Sens et Vie

Laisser au client sa totale liberté d'expression

Liberté d’expression

 

Il est certain que l’un des buts significatifs de toute entreprise d’aide psychologique est d’amener à jour les pensées et les attitudes, les sentiments et les impulsions à charge émotionnelle, qui sont au centre des problèmes et des conflits d’un individu. Ce but se complique du fait que les attitudes superficielles, celles qui sont facilement exprimées, ne sont pas toujours significatives ni motivantes.

 

La voie la plus sûre vers les questions qui ont de l’importance, vers les domaines que l’entretien d’aide peut traiter d’une manière constructive, est de suivre la structure des sentiments du client dans la mesure où celui-ci les exprime librement. Quand quelqu’un parle de lui-même et de ses problèmes, et qu’il n’a pas besoin de se défendre, les vraies difficultés vécues deviennent de plus en plus évidentes à l’interlocuteur attentif.

 

En conséquence, les meilleures techniques d’entretien sont celles qui encouragent le client à s’exprimer aussi librement que possible, l’aidant s’efforçant consciemment de s’abstenir de toute initiative ou de toute réponse qui orienterait l’entretien lui-même ou provoquerait certains contenus.

 

Les facteurs intellectuels, dans les difficultés d’adaptation, sont souvent puérilement simples. Ce sont les facteurs émotionnels non reconnus qui sont en général fondamentaux. Le client et l’aidant comprennent plus rapidement ces facteurs émotionnels si l’entretien reconnaît et suit la structure des sentiments du client. Il est probable que le savoir-faire le plus difficile à acquérir dans la relation d’aide est l’art de percevoir le sentiment qui a été exprimé et d’y répondre plutôt que d’apporter son attention au seul contenu intellectuel de ce qui est dit.
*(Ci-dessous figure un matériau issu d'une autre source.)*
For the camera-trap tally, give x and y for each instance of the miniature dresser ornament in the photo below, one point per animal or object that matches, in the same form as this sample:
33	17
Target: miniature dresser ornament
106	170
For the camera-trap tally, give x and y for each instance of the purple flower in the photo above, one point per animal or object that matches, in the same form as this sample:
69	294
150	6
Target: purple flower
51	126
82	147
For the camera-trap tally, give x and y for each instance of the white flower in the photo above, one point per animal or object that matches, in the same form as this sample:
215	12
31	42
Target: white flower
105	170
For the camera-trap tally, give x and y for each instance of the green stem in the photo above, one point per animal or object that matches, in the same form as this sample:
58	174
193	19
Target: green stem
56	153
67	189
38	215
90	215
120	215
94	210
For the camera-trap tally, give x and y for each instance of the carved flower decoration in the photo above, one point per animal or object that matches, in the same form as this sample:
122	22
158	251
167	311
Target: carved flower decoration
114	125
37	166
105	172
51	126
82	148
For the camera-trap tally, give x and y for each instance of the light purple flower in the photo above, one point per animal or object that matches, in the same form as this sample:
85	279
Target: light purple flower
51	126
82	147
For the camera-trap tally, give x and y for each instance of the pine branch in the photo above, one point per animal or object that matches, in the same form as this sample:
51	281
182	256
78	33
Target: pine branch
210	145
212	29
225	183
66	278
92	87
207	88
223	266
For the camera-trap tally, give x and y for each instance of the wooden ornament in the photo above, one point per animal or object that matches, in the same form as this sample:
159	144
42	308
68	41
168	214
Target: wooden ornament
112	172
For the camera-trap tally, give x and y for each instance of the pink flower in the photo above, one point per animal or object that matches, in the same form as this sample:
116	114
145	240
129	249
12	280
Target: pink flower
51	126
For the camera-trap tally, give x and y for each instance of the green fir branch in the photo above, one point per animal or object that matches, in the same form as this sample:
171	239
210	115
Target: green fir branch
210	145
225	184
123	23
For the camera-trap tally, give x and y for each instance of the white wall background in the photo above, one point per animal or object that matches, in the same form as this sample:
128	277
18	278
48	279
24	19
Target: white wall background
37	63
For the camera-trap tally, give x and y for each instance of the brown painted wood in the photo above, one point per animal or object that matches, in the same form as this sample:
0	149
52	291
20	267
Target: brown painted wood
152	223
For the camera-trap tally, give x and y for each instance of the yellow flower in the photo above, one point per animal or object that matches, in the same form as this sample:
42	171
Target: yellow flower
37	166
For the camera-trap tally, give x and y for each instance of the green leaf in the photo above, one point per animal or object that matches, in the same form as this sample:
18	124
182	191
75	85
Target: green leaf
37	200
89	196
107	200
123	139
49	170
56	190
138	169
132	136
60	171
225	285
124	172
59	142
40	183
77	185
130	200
Dans notre culture, la plupart des adultes ont été formés à être très attentifs aux idées et pas du tout attentifs aux sentiments.

 

Le thérapeute est souvent placé dans des situations où il sait qu’il ne disposera que d’un temps très court. Dans ce cas la pratique courante est d’être complètement directif, le conseiller saisit rapidement le problème comme il le voit, conseille, persuade, réconforte. Les résultats sont presque inévitablement toujours mauvais : le client quitte l’entretien la tête pleine de conseils mal digérés, irrités par quelques uns, sentant qu’il s’est trompé dans beaucoup de ses actes, et moins confiant qu’avant en lui-même.

 

Cependant, si l’aidant utilise ce temps limité pour libérer le client et lui permettre de discuter à fond ses attitudes, le client part sans aucune « solution Â» artificielle à son problème, mais sa situation est beaucoup plus clairement définie dans son esprit, les choix possibles clarifiés, et il obtient l’assurance réconfortante que quelqu’un l’a compris et, qu’en dépit de ses problèmes, ce quelqu’un a été capable de l’accepter.

 

En bref, l’objectif majeur de l’aide thérapeutique est de permettre au client d’exprimer librement les attitudes affectives qui sont la base de ses problèmes et de ses conflits d’adaptation. Pour se faire, l’aidant s’attachera au contenu affectif de l’expression du client plutôt qu’au contenu intellectuel. Ce principe demeure vrai quelque soit le type d’attitudes affectives : attitudes négatives d’hostilité, de découragement ou de peur, attitudes positives de tendresse, de courage et de confiance en soi, ou attitudes ambivalentes et contradictoires. Cette approche est sûre, aussi bien lorsque les sentiments du client s’appliquent à lui-même, que lorsqu’ils concernent les autres. Dans chaque cas, le conseiller vise à reconnaître le sentiment exprimé en l’acceptant ouvertement. Cependant il fera bien de s’abstenir de donner des interprétations de la conduite du client si ces interprétations ne sont pas fondées sur les sentiments exprimés par le client, mais sur un jugement de la situation exprimé par le thérapeute.

 

Ainsi, le premier but du thérapeute est d’aider le client à abandonner toute forme de défense, tout sentiment que ses attitudes ne devraient pas être amenées à jour, toute inquiétude d’entendre le psychologue critiquer, suggérer ou ordonner. Si ce but peut être atteint, le client est alors libre d’envisager la situation totale dans sa réalité, sans avoir à se justifier ou à se protéger. C’est alors qu’il peut voir clairement ses relations, et peut reconnaître en lui-même les impulsions jusque là cachées.

 

(Carl Rogers, La relation d’aide et la psychothérapie, citations libres, p. 137, 139, 174, 196).